ISIS hits back with ninth suicide car bombing in Libya's Sirte

TRIPOLI (AFP) - The Islamic State of Iraq and Syria (ISIS) group carried out a suicide car bombing Friday (June 17) in the coastal city of Sirte, the ninth such attack this week by the beleaguered jihadists, Libya's unity government said.

The Government of National Accord said two members of the forces allied with the GNA were lightly wounded in the latest attack.

Pinned down in the centre of Sirte, formerly their stronghold in Libya, ISIS have hit back with suicide bombings and counter-attacks since GNA forces fought their way into the city last week.

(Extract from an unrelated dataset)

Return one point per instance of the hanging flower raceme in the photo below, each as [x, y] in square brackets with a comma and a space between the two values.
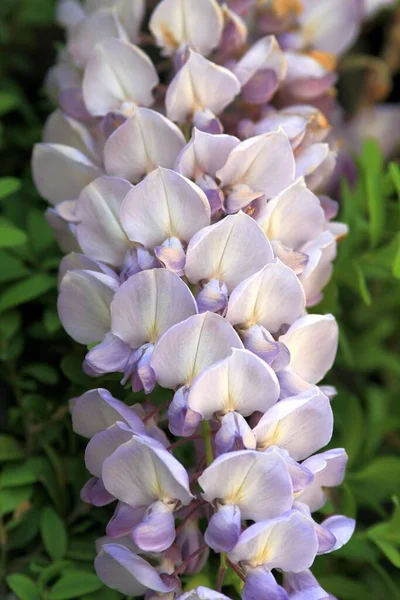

Jihadist groups took root in Libya in late 2014, taking advantage of the chaos and power struggles that followed the NATO-backed uprising that toppled and killed dictator Moamer Kadhafi in 2011.

On Thursday, 10 members of the pro-GNA forces were killed in a suicide bombing in Abu Grein, a town 130 kilometres away that they captured on May 17 in their advance on Sirte.

The pro-GNA forces aim to expel IS from its bastion on Europe's doorstep, but the jihadists, holed up in residential areas of the Mediterranean city, have intensified efforts to regain ground.

Established in Tripoli more than two months ago, the UN-backed unity government has been struggling to exert its control over the North African country, which is awash with weapons.

The operation to retake Sirte has so far left 164 pro-GNA fighters dead and more than 500 wounded, according to an AFP count based on reports from medical officials.

No casualty figures are available for the jihadists in Sirte, 450 kilometres east of the capital.

US officials estimate ISIS has 5,000 fighters in Libya, most of them in Sirte, where the remaining civilian population numbers around 30,000.